C’è grande entusiasmo attorno al molnupiravir, il farmaco per il quale l’azienda farmaceutica Merck ha chiesto l’autorizzazione all’Agenzia europea per i medicinali (Ema) affinché venga usata nel trattamento del Covid. In un recente studio questo farmaco orale ha dimostrato di poter dimezzare il rischio di ricoveri ospedalieri e di morte per Covid, ma questo ottimismo è giustificato? Qualche dubbio c’è e riguarda proprio il meccanismo di azione di questo antivirale che appartiene alla classe dei ribonucleosidi mutageni. Questi farmaci modificano il materiale genetico virale e inducono errori per impedire la replicazione del virus e la trascrizione del genoma virale.
Il molnupiravir all’interno della cellula ospite viene convertito in molnupiravir trionfato che, quando il virus prova a replicarsi, viene incorpora nell’Rna virale al posto della nucleoside cittadina, causando così una mutazione che impedisce al virus di replicarsi. In questo modo la carica virale è bassa e si riduce la gravità della malattia. Visto che causa la mutazione dell’Rna virale, si teme che possa causare mutazioni anche nelle cellule ospiti. Uno studio in colture di cellule animali, infatti, ha trovato mutazioni in quelle trattate con questo farmaco.
I DUBBI DEGLI ESPERTI
Da qui la preoccupazione sulle conseguenze, nello specifico sulla genotossicità di questo farmaco e, quindi, sui suoi possibili effetti collaterali. Il professor Simon Clarke, associato di microbiologia cellulare all’Università di Reading, ha fatto notare a Medical News Today che alle persone coinvolte nella sperimentazione è stato chiesto di astenersi dai rapporti eterosessuali e di usare contraccettivi. «Ciò suggerisce che il farmaco ha il potenziale di causare difetti di nascita se qualcuno rimane incinta». Invece per il professor William Schaffner, infettivologo della Vanderbilt University School of Medicine, è meno preoccupato per le possibili implicazioni genetiche. «La FDA non avrebbe certamente permesso i test clinici sugli esseri umani se avessero pensato che ci fosse qualche ragionevole pericolo. […] Gli studi sugli animali non hanno mostrato effetti negativi». D’altra parte, non la considera una “pillola magica”. «Negli studi su pazienti ad altissimo rischio, ha ridotto il livello di malattia grave solo della metà. Nella pratica, c’è di solito un tasso di successo inferiore a quello degli studi clinici». Invece il professor Sir Peter Horby, infettivologo dell’Università di Oxford, pur essendo ottimista, ha aggiunto: «È importante ricordare che i rischi assoluti sono stati ridotti del 14% al 7%, quindi un sacco di persone devono essere trattate per prevenire un ricovero o la morte. Questo significa che il farmaco deve essere molto sicuro e accessibile».

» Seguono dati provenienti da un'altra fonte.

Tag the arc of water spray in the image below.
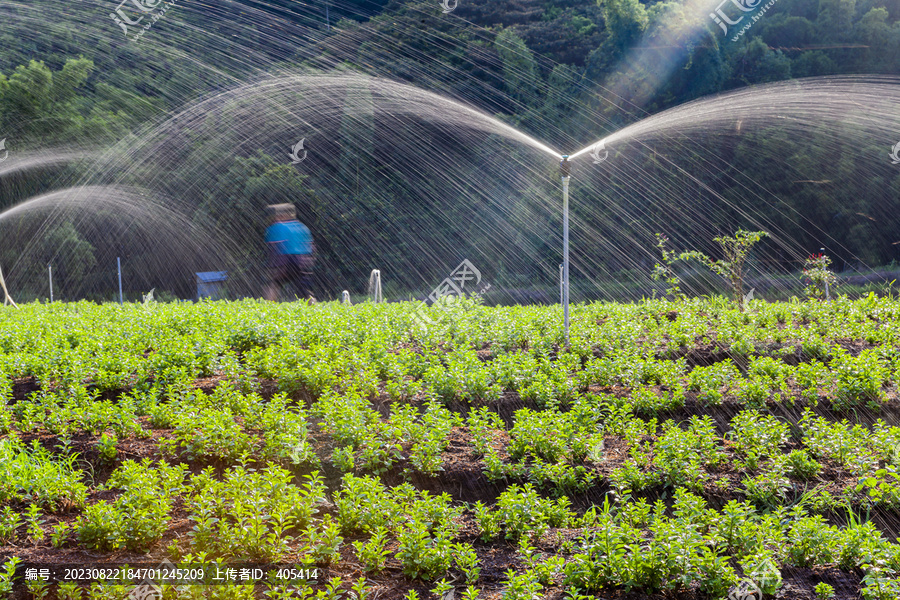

I DUBBI SULLA MUTAGENICITÀ
I timori riguardanti la mutagenicità del molnupiravir sono stati riportati anche dal chimico farmaceutico Derek Lowe che però su Science ha evidenziato che «il Molnupiravir è stato sottoposto a questi e ad altri test sugli animali, a dosi più lunghe e più alte di quelle utilizzate in clinica, e (fortunatamente) non ha mostrato segni di effetti mutageni rispetto agli animali di controllo». Ed è questo il motivo per il quale è stato dato il via libera alla sperimentazione sull’uomo. «I risultati negativi di mutagenicità, la finestra tra le dosi dei test di tossicità e quelle necessarie nella pratica, e la durata relativamente breve del trattamento rendono questo farmaco fattibile», ha aggiunto. In ogni caso, esiterebbe a farlo stare a donne incinte o quelle che vogliono una gravidanza e ai bambini. «Non ho visto dati di teratogenicità per il farmaco, ma i saggi per prevedere il rischio di difetti di nascita sono a volte difficili da interpretare. Anche il farmaco antivirale favipiravir agisce attraverso l’accumulo di mutazioni dell’RNA colpendo l’RNA polimerasi, anche se in modo molto meno potente del molnupiravir, ed è noto per essere teratogeno». Approvato in Giappone, è sottoposto a restrizioni che potrebbero valutare anche gli enti regolatori americano ed europeo per il molnupiravir.